春から初夏にかけて、式根島の海は一年で最も表情豊かになります。その理由は「春の大潮」です。

春の大潮とは

潮汐は、月と太陽の引力と自転に伴う遠心力が組み合わさった「起潮力」によって引き起こされます。新月や満月の時は、太陽・月・地球が一直線に並ぶため、すべての引力が重なって、潮位(海面の高さ)の干満差が最大になります。この時期を「大潮」と言います。

なぜ春は干満差が大きくなるのか

潮位には季節変動があり、春および秋は太陽が赤道付近に位置するため、潮位の変動が激しくなります。また、日本の太平洋沿岸では、春から夏にかけて「1日のうちで最も潮が引く時間」が日中に重なります。冬場は夜間に最大干潮が起こるのに対し、春は明るい時間帯に大きく潮が引くため、視覚的にも干上がった様子が際立ちます。さらに、海水は温度が低いほど密度が増し、体積が収縮するため、水温が低い春先は平均潮位自体が低くなる傾向にあります。これに高気圧による海面の押し下げが加わることで、非常に低い潮位となります。

なお、理論上は「大潮」が最も潮位差が大きくなりますが、実際には「中潮」の日のほうが最低潮位を下回ることがあります。


式根島と春の大潮

磯物や海藻の採集

春の大潮の干潮時には、普段は海中にある広大な岩場が露出します。
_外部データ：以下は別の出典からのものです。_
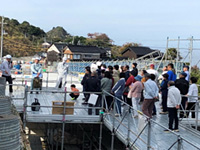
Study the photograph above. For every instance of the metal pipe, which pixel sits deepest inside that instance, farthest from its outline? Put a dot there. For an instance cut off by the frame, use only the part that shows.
(63, 127)
(2, 19)
(149, 135)
(179, 143)
(129, 126)
(177, 55)
(113, 128)
(197, 114)
(25, 109)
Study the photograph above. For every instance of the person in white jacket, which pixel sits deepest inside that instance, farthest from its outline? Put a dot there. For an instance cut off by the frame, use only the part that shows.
(173, 104)
(62, 72)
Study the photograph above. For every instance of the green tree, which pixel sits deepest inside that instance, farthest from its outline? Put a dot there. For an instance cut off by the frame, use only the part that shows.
(172, 54)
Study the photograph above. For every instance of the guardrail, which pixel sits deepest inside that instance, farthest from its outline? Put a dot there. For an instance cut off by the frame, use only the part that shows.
(135, 137)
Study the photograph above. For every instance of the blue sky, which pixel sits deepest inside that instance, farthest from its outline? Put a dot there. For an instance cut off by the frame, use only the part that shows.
(148, 22)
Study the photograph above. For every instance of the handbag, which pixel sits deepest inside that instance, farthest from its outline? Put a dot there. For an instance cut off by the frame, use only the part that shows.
(36, 105)
(126, 89)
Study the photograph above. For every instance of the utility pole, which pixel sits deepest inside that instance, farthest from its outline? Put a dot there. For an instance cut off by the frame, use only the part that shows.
(2, 33)
(190, 52)
(2, 19)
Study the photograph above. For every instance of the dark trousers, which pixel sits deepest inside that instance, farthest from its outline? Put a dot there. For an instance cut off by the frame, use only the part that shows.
(60, 85)
(173, 117)
(182, 107)
(164, 103)
(147, 107)
(108, 100)
(9, 79)
(98, 104)
(191, 106)
(74, 96)
(128, 100)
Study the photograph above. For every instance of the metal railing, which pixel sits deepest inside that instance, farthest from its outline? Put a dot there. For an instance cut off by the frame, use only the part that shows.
(143, 138)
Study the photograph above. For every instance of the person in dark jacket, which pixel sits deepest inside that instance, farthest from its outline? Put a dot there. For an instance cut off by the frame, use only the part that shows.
(135, 70)
(183, 86)
(126, 71)
(164, 92)
(129, 82)
(118, 92)
(93, 84)
(86, 76)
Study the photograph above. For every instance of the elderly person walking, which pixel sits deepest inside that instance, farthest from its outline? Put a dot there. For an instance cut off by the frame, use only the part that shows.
(106, 86)
(135, 93)
(151, 92)
(173, 104)
(62, 72)
(6, 71)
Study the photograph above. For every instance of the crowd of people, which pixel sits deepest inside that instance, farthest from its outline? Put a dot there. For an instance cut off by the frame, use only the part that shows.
(141, 89)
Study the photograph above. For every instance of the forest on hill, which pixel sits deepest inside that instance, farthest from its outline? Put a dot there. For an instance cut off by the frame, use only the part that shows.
(24, 39)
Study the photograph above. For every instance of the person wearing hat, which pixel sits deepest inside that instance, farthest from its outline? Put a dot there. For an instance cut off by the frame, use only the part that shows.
(62, 69)
(135, 93)
(183, 86)
(164, 92)
(129, 83)
(6, 71)
(36, 70)
(153, 71)
(135, 70)
(186, 70)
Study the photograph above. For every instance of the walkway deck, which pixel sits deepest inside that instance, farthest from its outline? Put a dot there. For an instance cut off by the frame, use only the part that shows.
(159, 139)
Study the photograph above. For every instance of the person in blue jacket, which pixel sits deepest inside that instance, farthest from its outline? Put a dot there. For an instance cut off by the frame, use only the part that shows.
(171, 72)
(118, 92)
(164, 92)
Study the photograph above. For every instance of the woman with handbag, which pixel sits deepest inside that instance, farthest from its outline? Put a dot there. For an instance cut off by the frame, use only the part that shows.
(128, 84)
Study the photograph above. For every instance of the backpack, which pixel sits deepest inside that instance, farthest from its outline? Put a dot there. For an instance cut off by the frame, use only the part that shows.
(37, 105)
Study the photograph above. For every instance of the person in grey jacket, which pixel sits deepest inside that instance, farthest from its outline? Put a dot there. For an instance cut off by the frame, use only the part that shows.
(118, 92)
(106, 86)
(173, 104)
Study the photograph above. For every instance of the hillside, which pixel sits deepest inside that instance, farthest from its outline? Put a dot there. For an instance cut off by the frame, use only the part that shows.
(21, 39)
(57, 34)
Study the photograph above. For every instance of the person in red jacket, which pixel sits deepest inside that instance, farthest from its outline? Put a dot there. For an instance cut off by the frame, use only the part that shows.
(129, 83)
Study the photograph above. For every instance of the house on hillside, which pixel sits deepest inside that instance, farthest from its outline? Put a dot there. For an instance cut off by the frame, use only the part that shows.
(140, 52)
(55, 52)
(80, 52)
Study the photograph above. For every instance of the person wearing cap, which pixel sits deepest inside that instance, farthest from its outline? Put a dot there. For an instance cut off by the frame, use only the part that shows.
(128, 84)
(135, 70)
(171, 72)
(62, 69)
(183, 86)
(135, 93)
(6, 71)
(164, 92)
(151, 93)
(173, 104)
(153, 71)
(186, 70)
(36, 70)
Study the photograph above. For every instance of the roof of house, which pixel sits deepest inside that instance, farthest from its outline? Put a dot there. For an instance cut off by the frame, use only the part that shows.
(60, 46)
(84, 49)
(139, 50)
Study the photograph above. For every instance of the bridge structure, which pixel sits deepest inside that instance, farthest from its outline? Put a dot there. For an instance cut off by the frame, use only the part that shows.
(135, 133)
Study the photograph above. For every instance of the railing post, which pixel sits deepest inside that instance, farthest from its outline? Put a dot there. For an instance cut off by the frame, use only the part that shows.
(197, 114)
(129, 126)
(179, 143)
(25, 107)
(149, 135)
(63, 120)
(47, 79)
(113, 127)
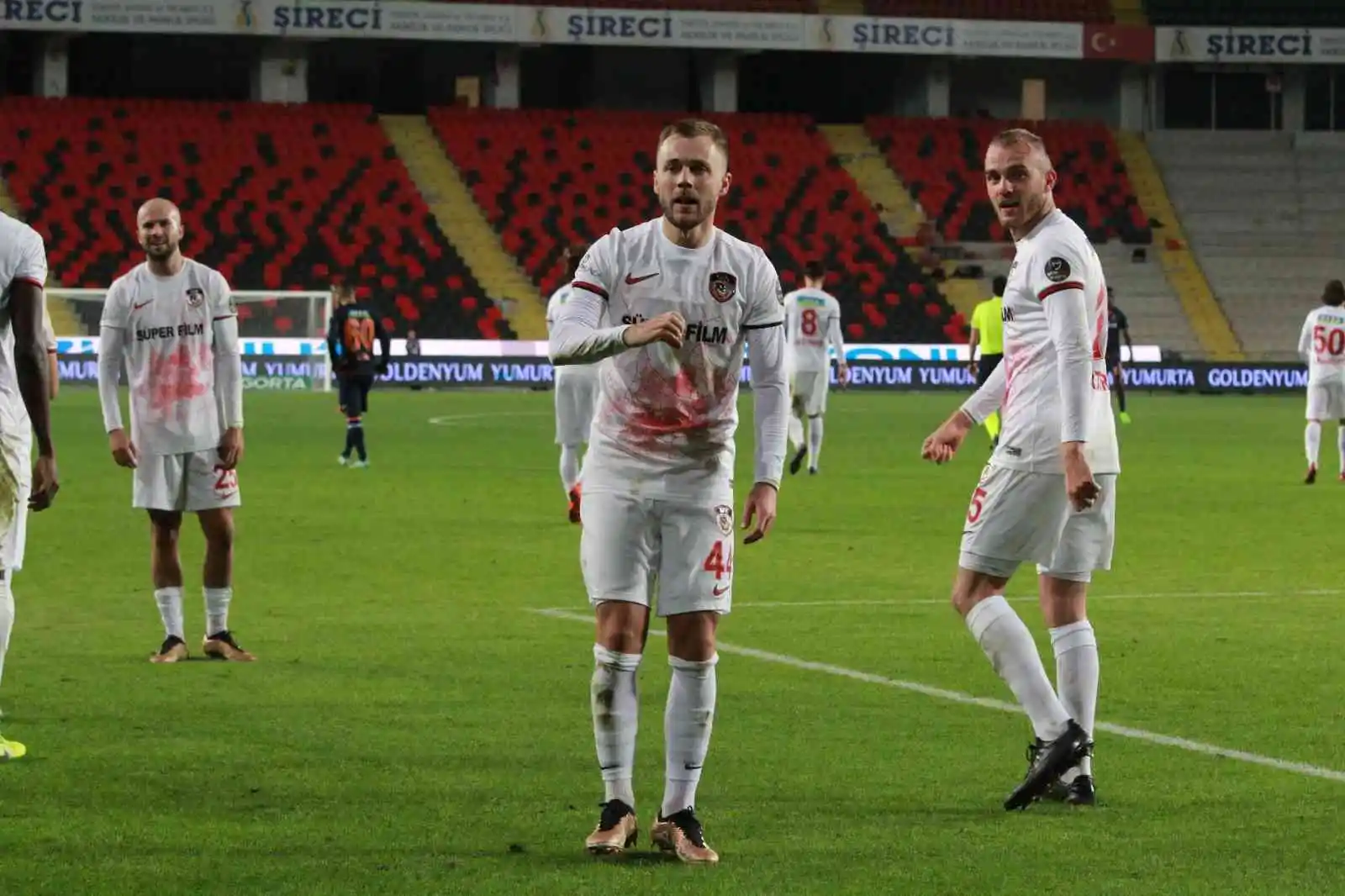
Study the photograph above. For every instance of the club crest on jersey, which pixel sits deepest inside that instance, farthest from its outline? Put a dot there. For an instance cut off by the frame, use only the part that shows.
(723, 286)
(724, 519)
(1058, 269)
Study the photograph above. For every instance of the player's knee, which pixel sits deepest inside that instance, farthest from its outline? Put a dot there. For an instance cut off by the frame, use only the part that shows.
(1064, 596)
(972, 587)
(622, 626)
(219, 529)
(692, 635)
(165, 526)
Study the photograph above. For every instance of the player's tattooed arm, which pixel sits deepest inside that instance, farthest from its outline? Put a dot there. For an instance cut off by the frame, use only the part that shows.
(31, 360)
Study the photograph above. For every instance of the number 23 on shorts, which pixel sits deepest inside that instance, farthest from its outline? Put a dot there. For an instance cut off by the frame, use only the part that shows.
(226, 481)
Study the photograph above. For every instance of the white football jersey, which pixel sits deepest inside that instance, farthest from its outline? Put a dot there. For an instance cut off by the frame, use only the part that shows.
(1056, 257)
(24, 257)
(557, 302)
(666, 417)
(1322, 342)
(168, 326)
(578, 373)
(811, 324)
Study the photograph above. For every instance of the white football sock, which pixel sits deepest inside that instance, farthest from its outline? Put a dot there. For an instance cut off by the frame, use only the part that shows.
(814, 441)
(217, 609)
(1313, 440)
(170, 609)
(615, 703)
(569, 466)
(6, 618)
(1013, 654)
(688, 721)
(1076, 680)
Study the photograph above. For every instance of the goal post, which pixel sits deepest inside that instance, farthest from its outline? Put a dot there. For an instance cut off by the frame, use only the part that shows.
(279, 324)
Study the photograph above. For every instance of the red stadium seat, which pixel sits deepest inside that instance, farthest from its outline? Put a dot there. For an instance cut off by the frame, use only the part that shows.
(548, 179)
(942, 163)
(272, 195)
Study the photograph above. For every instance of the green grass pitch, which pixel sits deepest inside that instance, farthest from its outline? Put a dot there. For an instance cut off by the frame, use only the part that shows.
(414, 725)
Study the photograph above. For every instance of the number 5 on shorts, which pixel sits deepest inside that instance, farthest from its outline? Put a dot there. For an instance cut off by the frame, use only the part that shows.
(978, 503)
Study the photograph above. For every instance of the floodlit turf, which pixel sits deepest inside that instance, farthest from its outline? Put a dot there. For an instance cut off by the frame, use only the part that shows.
(414, 727)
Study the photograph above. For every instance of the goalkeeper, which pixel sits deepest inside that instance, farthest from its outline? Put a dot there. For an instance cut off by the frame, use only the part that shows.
(350, 342)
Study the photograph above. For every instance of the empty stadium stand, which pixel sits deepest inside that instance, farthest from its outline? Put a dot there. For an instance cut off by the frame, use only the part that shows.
(942, 161)
(275, 197)
(548, 178)
(1289, 13)
(942, 165)
(1024, 10)
(1263, 215)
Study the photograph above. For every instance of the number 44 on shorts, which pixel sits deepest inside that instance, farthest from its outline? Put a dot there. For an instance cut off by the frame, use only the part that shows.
(720, 561)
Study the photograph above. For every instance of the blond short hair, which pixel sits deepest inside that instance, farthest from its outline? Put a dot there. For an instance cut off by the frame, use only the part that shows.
(1013, 136)
(693, 128)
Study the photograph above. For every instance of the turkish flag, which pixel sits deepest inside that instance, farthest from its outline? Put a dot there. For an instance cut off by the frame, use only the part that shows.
(1133, 44)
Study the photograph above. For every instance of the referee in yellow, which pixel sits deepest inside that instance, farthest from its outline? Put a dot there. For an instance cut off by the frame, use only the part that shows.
(988, 331)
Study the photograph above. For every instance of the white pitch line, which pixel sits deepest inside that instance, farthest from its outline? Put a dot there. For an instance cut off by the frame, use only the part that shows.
(451, 420)
(988, 703)
(920, 602)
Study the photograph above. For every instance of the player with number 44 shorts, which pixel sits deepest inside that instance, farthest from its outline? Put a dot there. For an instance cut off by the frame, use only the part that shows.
(685, 300)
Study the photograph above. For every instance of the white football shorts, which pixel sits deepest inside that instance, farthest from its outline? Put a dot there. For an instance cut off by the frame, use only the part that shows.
(576, 396)
(1327, 401)
(1019, 515)
(190, 483)
(634, 548)
(810, 387)
(15, 488)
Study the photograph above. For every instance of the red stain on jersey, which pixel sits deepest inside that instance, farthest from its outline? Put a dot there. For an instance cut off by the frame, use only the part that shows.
(177, 376)
(678, 410)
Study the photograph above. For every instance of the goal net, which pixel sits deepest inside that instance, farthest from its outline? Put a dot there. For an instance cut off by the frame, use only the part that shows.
(282, 333)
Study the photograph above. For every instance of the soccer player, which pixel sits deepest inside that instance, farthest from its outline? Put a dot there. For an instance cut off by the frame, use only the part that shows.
(576, 393)
(811, 324)
(171, 323)
(658, 478)
(1049, 492)
(988, 331)
(1322, 345)
(350, 343)
(24, 412)
(1118, 327)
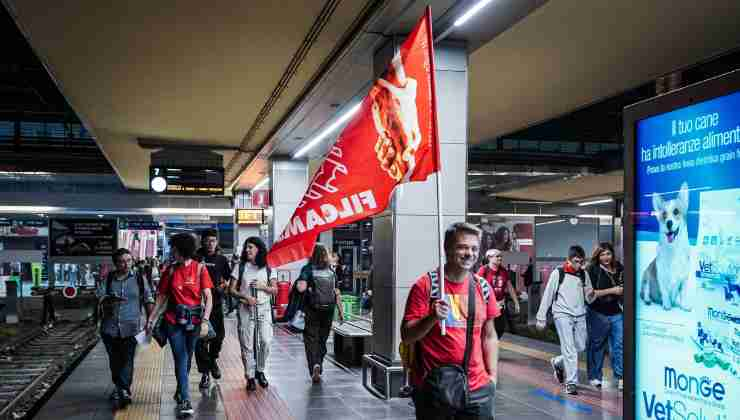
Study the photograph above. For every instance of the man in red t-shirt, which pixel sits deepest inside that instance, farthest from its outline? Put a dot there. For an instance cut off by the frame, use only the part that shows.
(185, 297)
(421, 325)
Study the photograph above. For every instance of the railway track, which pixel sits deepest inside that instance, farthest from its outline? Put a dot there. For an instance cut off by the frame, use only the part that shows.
(33, 367)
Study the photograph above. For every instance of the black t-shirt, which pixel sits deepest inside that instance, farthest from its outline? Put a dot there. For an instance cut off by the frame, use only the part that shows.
(219, 269)
(600, 280)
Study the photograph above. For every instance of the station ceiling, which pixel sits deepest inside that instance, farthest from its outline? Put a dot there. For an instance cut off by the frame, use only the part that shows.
(204, 73)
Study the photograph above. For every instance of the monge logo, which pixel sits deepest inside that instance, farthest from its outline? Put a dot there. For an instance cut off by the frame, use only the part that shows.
(703, 387)
(719, 315)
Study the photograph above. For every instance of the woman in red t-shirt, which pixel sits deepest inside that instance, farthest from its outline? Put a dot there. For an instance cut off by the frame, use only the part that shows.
(497, 277)
(184, 296)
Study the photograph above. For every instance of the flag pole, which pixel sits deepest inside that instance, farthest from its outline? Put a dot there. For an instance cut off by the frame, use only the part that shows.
(437, 156)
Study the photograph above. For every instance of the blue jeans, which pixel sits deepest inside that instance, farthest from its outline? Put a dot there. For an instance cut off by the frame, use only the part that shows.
(603, 328)
(183, 345)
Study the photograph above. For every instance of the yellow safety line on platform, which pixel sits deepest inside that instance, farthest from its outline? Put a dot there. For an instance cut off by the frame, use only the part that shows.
(543, 355)
(147, 386)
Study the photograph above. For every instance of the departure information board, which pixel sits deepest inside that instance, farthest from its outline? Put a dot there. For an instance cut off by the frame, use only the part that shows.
(186, 181)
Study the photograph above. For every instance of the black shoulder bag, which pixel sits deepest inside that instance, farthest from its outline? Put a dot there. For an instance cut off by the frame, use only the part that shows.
(447, 385)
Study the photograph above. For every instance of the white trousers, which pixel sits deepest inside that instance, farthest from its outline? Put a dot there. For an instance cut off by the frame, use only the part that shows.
(573, 335)
(247, 327)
地元住民にとっても、春の低潮位は豊かな海の恵みを確認する重要な時期となっています。

② 幻の海中温泉への入浴

式根島の野湯の多くは波打ち際に位置しており、入浴できる、できないは潮位によります。特に難易度の高い海の中のスポットは、大潮の干潮時でなければ入浴に適した条件にならない場所があります。

  • 奥ふなりっと温泉(奥の院)
    足付温泉や山海の湯からさらに海側へ進んだ場所にあります。大潮の干潮時にのみ、海水との混合比率が適切になり、入浴可能な湯舟が姿を現します。
  • 奥・奥ふなりっと温泉
    さらに外海に近い場所に位置するため、「大潮」「凪」「干潮」の条件がすべて揃わなければ到達すら困難な、極めて希少性の高いポイントです。
  • 御釜湾海中温泉
    御釜湾の断崖下に温泉が自噴しており、大潮の干潮時には船をチャーターしてアプローチすることが可能になります。